Disability 101: Not everyone who uses a wheelchair is paraplegic
February 12, 2008
Not everyone who uses a wheelchair is paraplegic, and you don’t have to be paraplegic to use a wheelchair. Did I just repeat myself? Not exactly. Let me explain.
Let’s start with the idea that not everyone who uses a wheelchair is paraplegic. I’m not paraplegic, but I often encounter people who assume I am. When I’m shopping in my wheelchair, frequently someone will approach and ask if they can get something off a high shelf for me.
My standard response is, “Thank you, but I can stand.” I don’t mind when people make this offer. There are some folks in wheelchairs who can’t stand and would like such help. Keep in mind, however, that some shoppers in chairs use a device called, creatively enough, a “reacher,” a pole with a hand-operated trigger on one end causing a jaw at the other end to grasp the desired object.
What bothers me is when I say, “I can stand” and my would-be helper stares at me with shocked disbelief. What, a person in a wheelchair who can stand? Can’t be! Sometimes I’m tempted to stand up, throw my arms open wide, and yell, “It’s a miracle! I’m cured!” OK, I’ll refrain.

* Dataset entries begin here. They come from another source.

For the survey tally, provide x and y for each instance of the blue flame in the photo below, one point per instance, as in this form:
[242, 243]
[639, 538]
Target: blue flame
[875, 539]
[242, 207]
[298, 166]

Not only can I stand, but I can walk some. Just not terribly far. For five minutes or so, I can walk like a normal person and fool everyone. After that, my left leg starts to drag and gets weak. Time to use my cane. At this point, I can still get around some. In fact, on my good days, I sometimes walk around on the shorter trails in our county, like Old Dillon Reservoir or Sapphire Point. I move slowly and my leg drags, but I can get around for a little bit.
However, the amount of time I can walk is limited, and it’s only on good days. With multiple sclerosis, my health and functioning can vary widely. There are good days and bad days. Also, I have trouble thinking and walking at the same time. This can be bad while shopping. I wind up blowing my budget, so I generally use my wheelchair.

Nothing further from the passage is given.